ARTisSpectrum Vol.30, November 2013 - page 118-119

ARTisSpectrum | Volume 30 |
ARTisSpectrum | Volume 30 |
The Muse: She was once the female platonic ideal, a deity, a sage, a goddess, and for hundreds of years the blessing
of a Muse was essential for the creation of art. For many artists, the Muse is alive and well, infusing the psyche with a
gust of the divine, to inspire not imitation but new insights. For many years Agora Gallery’s Director Angela di Bello
has privately addressed the issue of new art forms with artists from every corner of the world. This dialogue has
culminated in her theory that today’s muse is often either a physical place or a place in the heart. Over the past ten
years artists have discussed with her the inspiration that becomes manifest when they are exposed to the spirit and
energy of New York City. In ‘Evoking the Muse’ artists share their experiences of the city. Angela would like to thank
Doug, Biddy, Sylvia, Violette and Tricia for their evocative and powerful contributions, and encourage others to share
their experiences with us for the May 2014 issue of ARTisSpectrum.
New York City:
Evoking the Muse
Louis Kahn said “Even a brick wants to be something.” What a wonderful state of mind, to see matter that way - imagining that a brick
wants to be something, to say something, to stand for some kind of meaning.

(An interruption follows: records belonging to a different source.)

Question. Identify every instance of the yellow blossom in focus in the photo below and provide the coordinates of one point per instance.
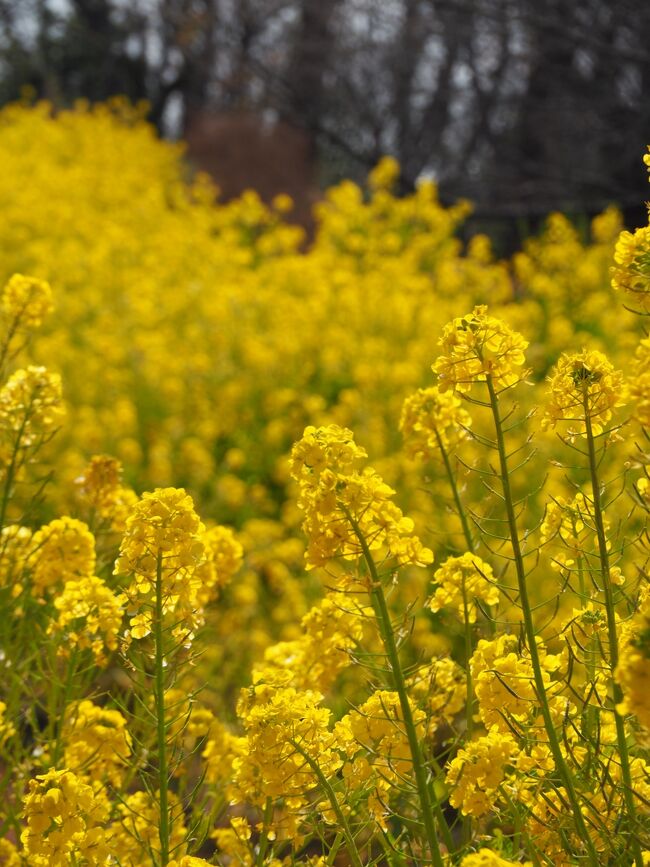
(30, 407)
(97, 743)
(432, 419)
(61, 551)
(90, 616)
(162, 544)
(342, 504)
(463, 580)
(583, 385)
(631, 274)
(64, 818)
(477, 346)
(478, 770)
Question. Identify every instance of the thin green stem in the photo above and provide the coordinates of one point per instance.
(61, 710)
(11, 470)
(326, 786)
(467, 533)
(469, 695)
(159, 687)
(428, 801)
(529, 628)
(264, 836)
(612, 634)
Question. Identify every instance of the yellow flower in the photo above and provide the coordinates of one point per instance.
(631, 274)
(462, 581)
(477, 346)
(487, 858)
(478, 770)
(162, 542)
(633, 671)
(26, 301)
(342, 503)
(64, 816)
(90, 616)
(97, 743)
(432, 420)
(583, 385)
(30, 406)
(61, 551)
(102, 493)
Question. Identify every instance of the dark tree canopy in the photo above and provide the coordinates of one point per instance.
(521, 105)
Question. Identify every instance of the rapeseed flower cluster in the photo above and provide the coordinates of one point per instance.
(154, 711)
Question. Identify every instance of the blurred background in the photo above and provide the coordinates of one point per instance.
(522, 106)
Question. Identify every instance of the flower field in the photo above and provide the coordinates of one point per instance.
(323, 552)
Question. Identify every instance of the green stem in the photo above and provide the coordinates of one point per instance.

New York is a city where new and old co-exist side by side. What evokes the Muse for me are the city’s industrial structures which connect
us to an age gone by: old ferry terminals, rusting barges, abandoned factories and warehouses, obsolete train trestles, longstanding
smoke stacks, rail yards, timeworn train cars, etc. It is as though they are telling stories of power, perseverance, absence, change,
ambiguity and history, all qualities that I feel are the force of the form. When I am in the presence of these structures it is as though they
are saying, “I must exist as color and line, I must be seen, and I must be in many souls at the same time. Capture me; I have something to
say. It is a story for everyone. I am the mystery that must be perceived and not understood, like Van Gogh’s ‘Sunflowers,’ or Leonardo’s
‘The Last Supper.’ Some mysteries remain private, inside, unexpressed. I am a public mystery, a social, extroverted mystery. Like ‘The
Rime of the Ancient Mariner,’ I have a story to tell.”
These industrial icons were once functional, but now, abandoned and obsolete, they have become free. Like the rocks at Stonehenge
they have a presence that speaks. I feel their place in our landscape has the same kind of powerful presence as Stonehenge, the Sphinx,
or the heads at Easter Island. They express beauty in the midst of ruin. I see them as icons of our age, and they evoke my Muse.
“New York is a city where new and old co-exist side by side.”